Healthy Fats – When Fat is Good for Health

For the past several decades, dietary fats were thought to be responsible for most of our illnesses. Health experts and dietitians frequently advised us to avoid fats to prevent heart diseases, obesity, high blood pressure and diabetes.

However, studies conducted in the past couple of years showed that a low fat diet is not always a key to good health. Researchers have found that not all fats are bad for health. In fact excess consumption of certain fats could prevent diseases that were earlier associated with dietary fat intake.

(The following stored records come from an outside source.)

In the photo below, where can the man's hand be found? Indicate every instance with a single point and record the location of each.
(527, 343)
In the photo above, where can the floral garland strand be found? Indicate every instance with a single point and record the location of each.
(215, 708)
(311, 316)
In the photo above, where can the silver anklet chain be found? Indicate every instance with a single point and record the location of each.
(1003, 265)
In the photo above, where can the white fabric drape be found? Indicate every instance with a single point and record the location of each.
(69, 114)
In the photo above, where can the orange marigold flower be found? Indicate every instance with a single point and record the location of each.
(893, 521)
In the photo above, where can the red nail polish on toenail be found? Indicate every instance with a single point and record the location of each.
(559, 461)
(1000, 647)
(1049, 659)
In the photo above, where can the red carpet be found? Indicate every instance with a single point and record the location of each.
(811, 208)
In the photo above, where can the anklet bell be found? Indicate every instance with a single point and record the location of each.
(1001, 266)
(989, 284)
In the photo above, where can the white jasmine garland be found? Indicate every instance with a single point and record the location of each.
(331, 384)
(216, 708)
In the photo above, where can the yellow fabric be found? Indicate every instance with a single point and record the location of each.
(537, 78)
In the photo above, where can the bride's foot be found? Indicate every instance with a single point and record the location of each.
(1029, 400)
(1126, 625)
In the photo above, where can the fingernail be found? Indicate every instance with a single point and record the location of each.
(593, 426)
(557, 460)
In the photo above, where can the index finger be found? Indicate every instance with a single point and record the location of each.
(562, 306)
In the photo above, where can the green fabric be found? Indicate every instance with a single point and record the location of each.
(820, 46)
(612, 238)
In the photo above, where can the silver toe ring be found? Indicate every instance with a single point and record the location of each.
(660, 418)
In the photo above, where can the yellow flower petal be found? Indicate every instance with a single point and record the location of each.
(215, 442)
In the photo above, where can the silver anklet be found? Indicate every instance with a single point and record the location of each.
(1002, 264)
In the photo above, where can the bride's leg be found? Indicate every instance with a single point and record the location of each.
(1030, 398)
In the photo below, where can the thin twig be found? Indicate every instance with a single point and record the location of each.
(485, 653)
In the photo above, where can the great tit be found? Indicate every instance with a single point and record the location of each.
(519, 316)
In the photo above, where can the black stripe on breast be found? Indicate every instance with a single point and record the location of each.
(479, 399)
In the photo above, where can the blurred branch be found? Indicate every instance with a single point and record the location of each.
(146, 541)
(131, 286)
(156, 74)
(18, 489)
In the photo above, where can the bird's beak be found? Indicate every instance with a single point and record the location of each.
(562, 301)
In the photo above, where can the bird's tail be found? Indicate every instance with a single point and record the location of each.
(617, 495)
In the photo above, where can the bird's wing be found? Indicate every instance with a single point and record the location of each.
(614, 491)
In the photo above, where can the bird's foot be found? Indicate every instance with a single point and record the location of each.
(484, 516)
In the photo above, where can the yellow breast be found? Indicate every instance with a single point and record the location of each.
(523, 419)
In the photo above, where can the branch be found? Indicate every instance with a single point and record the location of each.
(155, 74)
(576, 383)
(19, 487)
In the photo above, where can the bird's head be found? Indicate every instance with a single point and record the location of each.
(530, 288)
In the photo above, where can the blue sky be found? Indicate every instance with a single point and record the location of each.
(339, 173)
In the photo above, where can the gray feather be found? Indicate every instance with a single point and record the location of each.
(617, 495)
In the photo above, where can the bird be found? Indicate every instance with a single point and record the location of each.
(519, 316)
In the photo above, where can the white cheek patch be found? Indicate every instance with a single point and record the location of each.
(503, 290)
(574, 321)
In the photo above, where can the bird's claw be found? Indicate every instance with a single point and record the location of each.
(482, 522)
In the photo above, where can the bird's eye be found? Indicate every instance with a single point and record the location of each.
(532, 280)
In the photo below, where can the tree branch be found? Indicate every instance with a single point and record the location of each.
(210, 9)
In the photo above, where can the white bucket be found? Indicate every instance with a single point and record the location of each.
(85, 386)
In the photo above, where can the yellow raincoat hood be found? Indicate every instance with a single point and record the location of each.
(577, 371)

Dietary fats are divided into two categories – healthy fats and unhealthy fats. For a healthy heart and healthy brain and for preserving normal body weight, you should include adequate amounts of healthy fats in your diet.

Healthy fats



Health experts suggest that for healthy living, one should consume at least one tablespoon of healthy fat for every 45 pounds of body weight per day. You can use healthy fats for cooking or consume fat supplements.

Polyunsaturated fats




Polyunsaturated fats remain liquid at all temperatures. Sunflower oil, corn oil, soybean oil and flaxseed oil are popular sources of this healthy fat. Omega-3 fats found in fish and fish oil, walnut, almonds and flaxseeds belong to this category.

Monounsaturated fats

If your cooking oil contains monounsaturated fats it will remain liquid at all temperature conditions, but will become cloudy when refrigerated or in the winter. Monounsaturated fats are good for your health. This healthy fat could be found in olive oil, peanut oil and canola oil. Nuts such as almonds, peanuts, hazelnuts are rich sources of these unsaturated fats. You can even find monounsaturated fats in avocados, pumpkin seeds and sesame.

Amount of healthy fats in oil

Cooking oils, that are usually the main source of fats in our diets, contain different types of fats in different ratios. Healthy cooking oils contain adequate amounts of unsaturated or healthy fats and insignificant amount of saturated or unhealthy fat. For instance 72 percent of fat in olive oil is monounsaturated, whereas only 13 percent of the fat is saturated. On the other hand, butter contains 26 percent of monounsaturated fats and 65 percent of unhealthy saturated and trans saturated fats.